As part of Open Access Week, we want to recognize the critical role of open data on research and innovation. While the importance of sharing data is well-acknowledged, reusing open data and incorporating it into your research can be equally critical.
Why reuse data?
1. Efficiency and Time-Saving – Open data can accelerate the research process
2. Replicability and Validation – Reusing open data enables the replication of studies and validation research findings, which helps foster transparency and trust in scholarly work.
3. Ethics and Reducing Oversampling Burden – Certain populations, particularly marginalized and vulnerable populations, are sometimes overly sampled in research and reusing open data allows us to reduce the burden of oversampling.
4. Cross-Disciplinary Insights – Researchers can blend data from different disciplines, encouraging cross-disciplinary collaboration.
How to approach data reuse?
1. Assess Quality & Compatibility – Check for completeness, biases, representation. Consider if the scope, variables, and collection methods align with your research objectives (e.g. if you were going to collect your own data, would you be doing it in the same way?)

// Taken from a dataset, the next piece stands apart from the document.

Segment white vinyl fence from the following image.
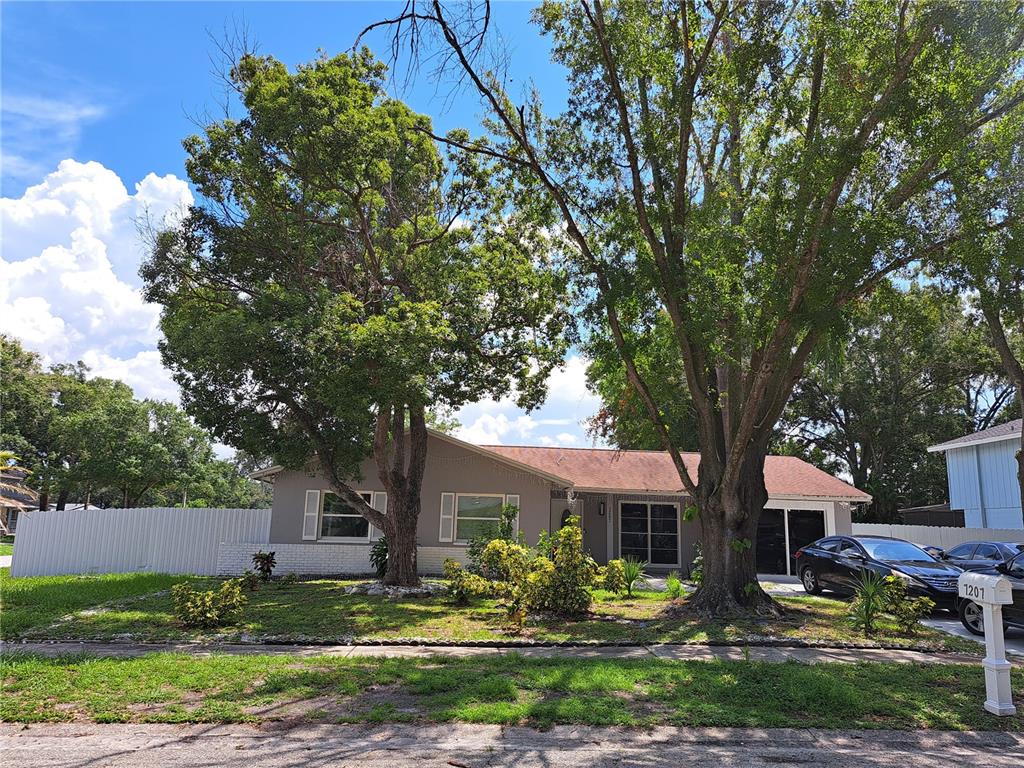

2. Review Documentation – Part of quality assessment is reviewing metadata and understanding the collection methods and any cleaning processes that the data underwent. Need to examine licensing and ethical concerns around privacy and consent.
3. Data Integration – Open data might not always be the best fit, but it can be thought of as supplementary or contextual data that will make your primary research data more robust.